The Goods & Services Tax, touted as the country’s biggest tax reform after Independence, has been subjected to a major overhaul in just four months...
The Goods & Services Tax, touted as the country’s biggest tax reform after Independence, has been subjected to a major overhaul in just four months after its euphoric roll-out, when all-powerful GST Council pulled out as many as 178 products and services from the top tax bracket of 28 per cent and pushed them into lower tax slabs.
This rejig initiated at the Council’s latest meeting at Guwahati last week, has left just 50 items in the top tax bracket. As Finance Minister Arun Jaitley pointed out after the review meeting in the Assamese capital, luxury and sin goods (read tobacco products) that attract cess over and above the top tax rate, form the bulk chunk of the list. But major anomalies still persist.

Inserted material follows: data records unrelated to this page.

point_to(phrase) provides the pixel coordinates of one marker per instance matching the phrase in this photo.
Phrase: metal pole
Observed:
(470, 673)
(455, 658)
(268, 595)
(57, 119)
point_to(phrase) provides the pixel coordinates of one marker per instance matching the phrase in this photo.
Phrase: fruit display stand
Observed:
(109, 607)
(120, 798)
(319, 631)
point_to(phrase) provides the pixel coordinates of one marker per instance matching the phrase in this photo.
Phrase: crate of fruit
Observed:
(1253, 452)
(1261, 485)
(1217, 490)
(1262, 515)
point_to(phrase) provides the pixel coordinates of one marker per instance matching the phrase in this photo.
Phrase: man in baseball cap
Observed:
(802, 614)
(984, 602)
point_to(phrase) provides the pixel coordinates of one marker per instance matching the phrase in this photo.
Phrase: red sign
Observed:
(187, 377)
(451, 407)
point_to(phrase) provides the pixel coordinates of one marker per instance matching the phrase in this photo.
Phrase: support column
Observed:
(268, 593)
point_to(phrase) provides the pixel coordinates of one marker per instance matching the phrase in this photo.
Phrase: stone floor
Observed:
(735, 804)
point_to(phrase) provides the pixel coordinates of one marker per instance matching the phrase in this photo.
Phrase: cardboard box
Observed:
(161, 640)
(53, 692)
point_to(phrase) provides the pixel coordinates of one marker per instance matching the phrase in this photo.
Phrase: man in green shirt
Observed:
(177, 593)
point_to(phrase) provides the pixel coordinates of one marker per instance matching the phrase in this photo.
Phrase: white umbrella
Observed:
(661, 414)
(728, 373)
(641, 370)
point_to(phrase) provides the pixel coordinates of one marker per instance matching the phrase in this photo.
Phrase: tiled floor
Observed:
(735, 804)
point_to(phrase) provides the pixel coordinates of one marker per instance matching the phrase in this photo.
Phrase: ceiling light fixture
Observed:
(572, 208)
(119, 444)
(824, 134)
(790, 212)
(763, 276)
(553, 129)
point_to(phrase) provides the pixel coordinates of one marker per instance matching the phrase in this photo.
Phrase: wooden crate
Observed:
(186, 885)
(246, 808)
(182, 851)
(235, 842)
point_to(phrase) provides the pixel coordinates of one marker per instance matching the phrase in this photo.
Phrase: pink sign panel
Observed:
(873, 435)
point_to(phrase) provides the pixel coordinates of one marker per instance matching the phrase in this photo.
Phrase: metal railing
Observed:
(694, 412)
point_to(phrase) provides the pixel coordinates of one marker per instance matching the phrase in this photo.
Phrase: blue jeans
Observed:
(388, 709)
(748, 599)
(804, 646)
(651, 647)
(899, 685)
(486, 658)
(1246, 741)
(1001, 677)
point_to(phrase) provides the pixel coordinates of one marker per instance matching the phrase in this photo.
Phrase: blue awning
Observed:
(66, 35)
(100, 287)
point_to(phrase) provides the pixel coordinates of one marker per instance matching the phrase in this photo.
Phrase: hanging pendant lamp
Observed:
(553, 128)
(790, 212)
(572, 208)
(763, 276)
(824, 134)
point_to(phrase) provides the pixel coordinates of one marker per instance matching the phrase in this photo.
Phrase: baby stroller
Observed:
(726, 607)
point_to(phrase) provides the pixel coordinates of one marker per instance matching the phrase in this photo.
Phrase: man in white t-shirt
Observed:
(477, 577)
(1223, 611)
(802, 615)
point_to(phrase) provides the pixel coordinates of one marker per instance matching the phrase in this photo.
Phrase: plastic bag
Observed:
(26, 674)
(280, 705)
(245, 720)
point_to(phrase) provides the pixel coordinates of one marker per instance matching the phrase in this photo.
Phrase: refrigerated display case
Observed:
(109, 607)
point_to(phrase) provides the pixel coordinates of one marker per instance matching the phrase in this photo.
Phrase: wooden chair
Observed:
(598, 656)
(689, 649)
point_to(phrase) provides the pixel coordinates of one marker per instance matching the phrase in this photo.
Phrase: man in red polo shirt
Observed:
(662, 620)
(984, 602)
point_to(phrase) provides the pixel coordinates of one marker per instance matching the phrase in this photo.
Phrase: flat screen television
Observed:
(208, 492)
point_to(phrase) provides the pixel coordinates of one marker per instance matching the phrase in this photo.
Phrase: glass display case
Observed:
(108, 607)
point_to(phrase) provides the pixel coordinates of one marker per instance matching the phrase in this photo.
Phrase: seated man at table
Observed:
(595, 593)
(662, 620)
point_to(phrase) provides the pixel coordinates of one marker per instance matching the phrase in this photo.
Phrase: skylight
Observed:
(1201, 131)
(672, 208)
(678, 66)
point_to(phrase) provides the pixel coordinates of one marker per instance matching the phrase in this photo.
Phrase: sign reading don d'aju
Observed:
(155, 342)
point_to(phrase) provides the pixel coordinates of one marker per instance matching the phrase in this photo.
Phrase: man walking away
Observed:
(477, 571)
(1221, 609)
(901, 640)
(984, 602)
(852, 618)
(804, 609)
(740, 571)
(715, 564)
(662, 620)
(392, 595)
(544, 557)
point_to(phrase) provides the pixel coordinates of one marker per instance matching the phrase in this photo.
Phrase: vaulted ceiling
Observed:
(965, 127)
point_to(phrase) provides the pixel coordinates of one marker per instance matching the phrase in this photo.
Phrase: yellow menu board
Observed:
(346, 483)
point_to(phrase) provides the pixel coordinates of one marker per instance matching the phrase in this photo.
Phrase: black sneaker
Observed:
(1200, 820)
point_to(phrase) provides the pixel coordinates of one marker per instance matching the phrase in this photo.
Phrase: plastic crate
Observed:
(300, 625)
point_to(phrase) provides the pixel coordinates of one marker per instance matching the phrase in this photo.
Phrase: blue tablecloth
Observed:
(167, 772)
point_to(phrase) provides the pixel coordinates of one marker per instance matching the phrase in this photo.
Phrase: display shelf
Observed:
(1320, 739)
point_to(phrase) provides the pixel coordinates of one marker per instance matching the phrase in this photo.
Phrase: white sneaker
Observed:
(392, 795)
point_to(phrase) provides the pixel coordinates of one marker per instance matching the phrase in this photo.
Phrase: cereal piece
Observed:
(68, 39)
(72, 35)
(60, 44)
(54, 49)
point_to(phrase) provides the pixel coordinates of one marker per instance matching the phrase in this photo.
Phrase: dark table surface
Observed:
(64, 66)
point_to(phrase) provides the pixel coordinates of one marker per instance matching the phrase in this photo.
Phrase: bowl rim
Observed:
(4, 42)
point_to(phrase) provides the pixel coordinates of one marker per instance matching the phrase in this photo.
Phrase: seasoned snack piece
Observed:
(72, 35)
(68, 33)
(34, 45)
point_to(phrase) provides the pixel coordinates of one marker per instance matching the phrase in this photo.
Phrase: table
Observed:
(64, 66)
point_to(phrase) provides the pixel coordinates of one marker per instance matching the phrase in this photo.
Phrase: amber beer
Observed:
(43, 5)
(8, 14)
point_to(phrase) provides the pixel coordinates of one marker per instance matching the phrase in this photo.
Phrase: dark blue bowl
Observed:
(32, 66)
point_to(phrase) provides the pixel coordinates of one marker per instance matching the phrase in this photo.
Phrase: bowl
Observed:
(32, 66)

Cars and white goods, which have become a basic necessity for the most of Indians these days, continue to attract the highest tax rate. So is also cement, a basic ingredient for construction, at a time when the Modi government is pushing for ‘housing for all’ by 2022.
However, the latest tweak - though linked to Gujarat elections where traders and businessmen are not happy with GST as it has impacted their businesses severely - has brought much-needed relief to the consumers as tax burden on sweets, granite, restaurants, etc, has come down significantly.
But tweaking GST so many times within a span of four months certainly exposes the unpreparedness of the government machinery for the biggest tax reform in the country’s history. The Council comprising Union Finance Minister and state finance ministers increased cess on luxury cars, brought down taxes on several items during its review meetings in last four months, giving credence to the criticism of the Opposition and some experts that the Centre did not do its homework well before bringing in GST.
As if the frequent changes in tax rates are not enough, GST Network portal, the software backbone for the implementation of the new indirect tax regime, has not been functioning effectively, forcing trade bodies like CAIT (Confederation of All India Traders) to demand a CBI inquiry against Infosys Technologies, India’s software sector bellwether that was given the task of developing, updating and maintaining the massive IT ecosystem for GST. Infosys has denied the charges, but the feedback from the ground tells a different story.
In the run-up to the GST implementation, industry circles painted a rosy picture about the new indirect tax regime, saying it would push up GDP by at least two percentage points. But such expectations went awry. Instead of boosting the economy, GST created hurdles for growth as was evident from the first quarter GDP numbers and macroeconomic indicators from the subsequent months.
Some critics put the blame on the way the new tax regime has hurriedly been implemented and also on multiple tax slabs. Besides, compliance burden has increased manifold even on small traders as they are required to make multiple tax filings. It’s time the Central government takes a relook at the new tax regime and makes whatever changes required at one go instead of following a piecemeal approach. It should also reduce the number of tax slabs to two from current six.